The Nature of Physical Theory: A Study in Theory of Knowledge

By Victor F. Lenzen | Go to book overview

CHAPTER XIV
SYMBOLIC QUANTUM MECHANICS

1. INTRODUCTION

THE classical quantum theory was a microscopic theory based upon the concepts of space, time and causality. Thus in the Bohr theory of the atom electrons are assumed to revolve in orbits around a positive nucleus in accordance with determinate laws. The classical quantum theory was further based upon an unsystematic union of classical and quantum principles. The state of an atomic system was described in terms of classical quantities such as the coordinates and momenta of an electron at a given time. The quantum theory introduced the notion of stationary states of motion; motion in the stationary states is determined by classical dynamics subject to the restrictions imposed by the quantum conditions. While the atom is in a stationary state there is, contrary to classical electrodynamics, no emission or absorption of radiation; radiation is emitted or absorbed during a transition between stationary states, and the frequency is determined by the frequency condition. The classical quantum theory of radiation did not supply a basis for the intensity, phase, and state of polarization of the radiation, but in this respect the theory was supplemented by classical methods in accordance with the correspondence principle.
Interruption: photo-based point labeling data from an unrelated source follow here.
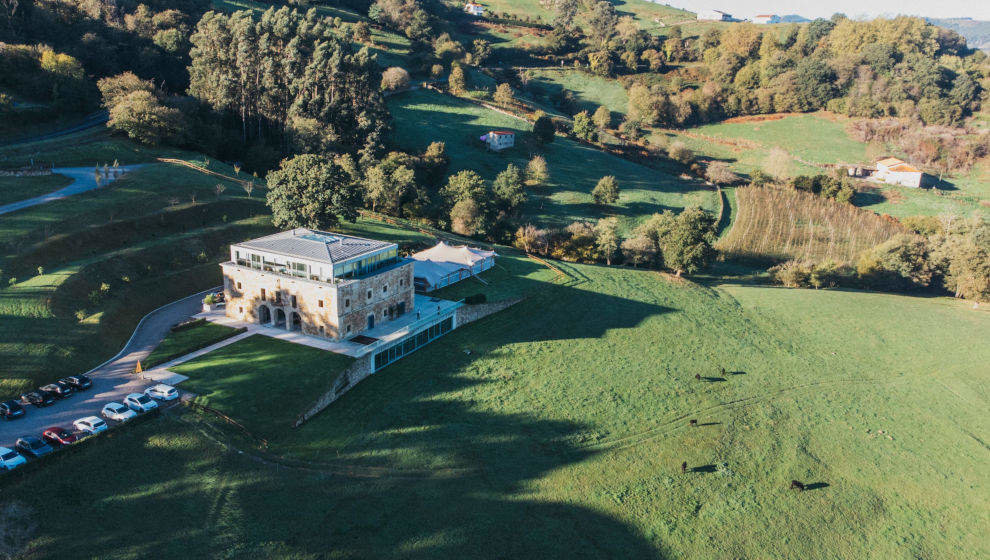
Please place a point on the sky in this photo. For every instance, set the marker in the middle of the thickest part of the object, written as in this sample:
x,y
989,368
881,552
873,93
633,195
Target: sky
x,y
976,9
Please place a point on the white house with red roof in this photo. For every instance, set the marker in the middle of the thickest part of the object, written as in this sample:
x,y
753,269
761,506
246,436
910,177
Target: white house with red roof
x,y
499,139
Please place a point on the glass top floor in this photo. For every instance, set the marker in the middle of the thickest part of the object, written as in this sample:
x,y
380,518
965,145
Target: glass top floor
x,y
315,270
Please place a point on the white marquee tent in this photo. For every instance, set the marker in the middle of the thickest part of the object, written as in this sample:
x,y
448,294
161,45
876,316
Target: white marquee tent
x,y
442,265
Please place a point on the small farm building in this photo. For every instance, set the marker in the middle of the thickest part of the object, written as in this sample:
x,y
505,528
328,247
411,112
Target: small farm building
x,y
896,172
714,15
499,139
766,18
443,265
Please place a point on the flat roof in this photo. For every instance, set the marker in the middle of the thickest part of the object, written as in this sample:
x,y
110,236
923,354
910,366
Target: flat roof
x,y
314,245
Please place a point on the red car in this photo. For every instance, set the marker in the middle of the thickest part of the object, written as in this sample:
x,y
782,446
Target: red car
x,y
58,435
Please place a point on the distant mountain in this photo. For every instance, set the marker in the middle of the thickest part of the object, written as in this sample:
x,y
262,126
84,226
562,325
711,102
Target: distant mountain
x,y
976,32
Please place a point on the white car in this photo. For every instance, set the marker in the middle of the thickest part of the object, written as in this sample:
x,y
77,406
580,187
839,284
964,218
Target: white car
x,y
118,412
90,425
162,392
139,402
10,459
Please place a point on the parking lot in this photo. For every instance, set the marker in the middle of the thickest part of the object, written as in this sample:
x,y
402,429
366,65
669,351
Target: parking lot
x,y
112,381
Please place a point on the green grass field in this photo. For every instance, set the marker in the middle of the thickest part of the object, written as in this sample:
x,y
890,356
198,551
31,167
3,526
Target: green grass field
x,y
590,91
569,414
422,117
182,342
262,381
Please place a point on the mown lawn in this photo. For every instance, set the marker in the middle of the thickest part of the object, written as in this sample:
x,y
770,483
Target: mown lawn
x,y
14,189
567,414
263,382
590,91
181,342
422,117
Thus the classical quantum theory was a system based upon inconsistent principles and points of view. Moreover, apart from the unsatisfactory nature of the foundations, the classical theory was open to the criticism that it had not succeeded in giving a satisfactory theory beyond the hydrogen atom; thus there was need of a quantum theory based upon a new point of view. The new quantum theory was initiated by Heisenberg in 1925.